Pétrograd, avec le titre de praportchik [1], qui est le premier grade d’officier.
Avant-hier, lundi, chargé d’une mission secrète, le jeune homme se rendait à l’Arsenal. Arrivé à la Chpalernaïa [2], il se heurte aux révolutionnaires qui en faisaient le siège. Son costume le leur rend suspect. Déjà les massacres d’officiers commençaient. On tire Bounrsteïn de son automobile, on l’insulte ; enfin, on décide de le fusiller immédiatement. Le jeune homme, face à la foule, se croise les bras. Mais comme les fusils sont déjà braqués sur lui, un ouvrier crie :
— Tout de même, on ne peut pas fusiller un brave de cet âge qui a trois croix et une médaille de Saint-Georges sur la poitrine. Camarades, baissez les fusils !
Et on lui rend sa liberté.
Il n’en profite que pour continuer de remplir sa mission.
Sur la Newsky, près de Notre-Dame de Kazan, l’officier qui conduisait l’automobile est tué à son côté : lui-même est insulté par la foule.
— J’étais écœuré, dit-il. Je me rendis à l’hôtel Astoria. On y attendait les révolutionnaires.
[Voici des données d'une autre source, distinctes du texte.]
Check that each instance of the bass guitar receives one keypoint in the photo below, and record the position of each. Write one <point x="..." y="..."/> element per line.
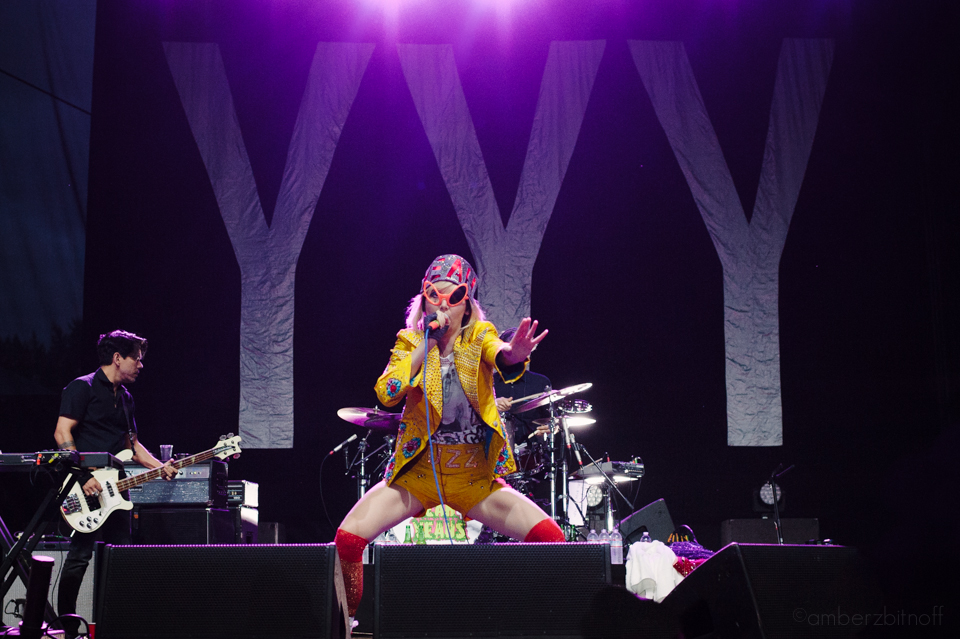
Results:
<point x="86" y="513"/>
Les salles du bas étaient bondées de voyageurs alarmés, de femmes on pleurs. Quelques-unes, affolées, voulaient fuir. On les en dissuada. La maison était entourée. Deux soldats, sortis de l’hôtel quelques instans auparavant, avaient été tués avant d’avoir fait dix pas. Le désordre, la démoralisation régnaient parmi les habitans de l’hôtel. Tout à coup, un général de cavalerie se met à les haranguer. Il invite les officiers à prendre leurs armes, les dames à aller attendre dans leurs chambres l’issue de la lutte.
« Alors des scènes poignantes se déroulèrent. Des femmes sanglotaient en s’attachant à leur mari qu’elles refusaient de quitter. D’autres demandaient courageusement à combattre avec les hommes. Les autres se précipitaient vers l’escalier pour chercher un refuge aux étages supérieurs. Le luxe des toilettes et des bijoux ajoutait, par contraste, au tragique des visages blêmis ou gonflés de larmes.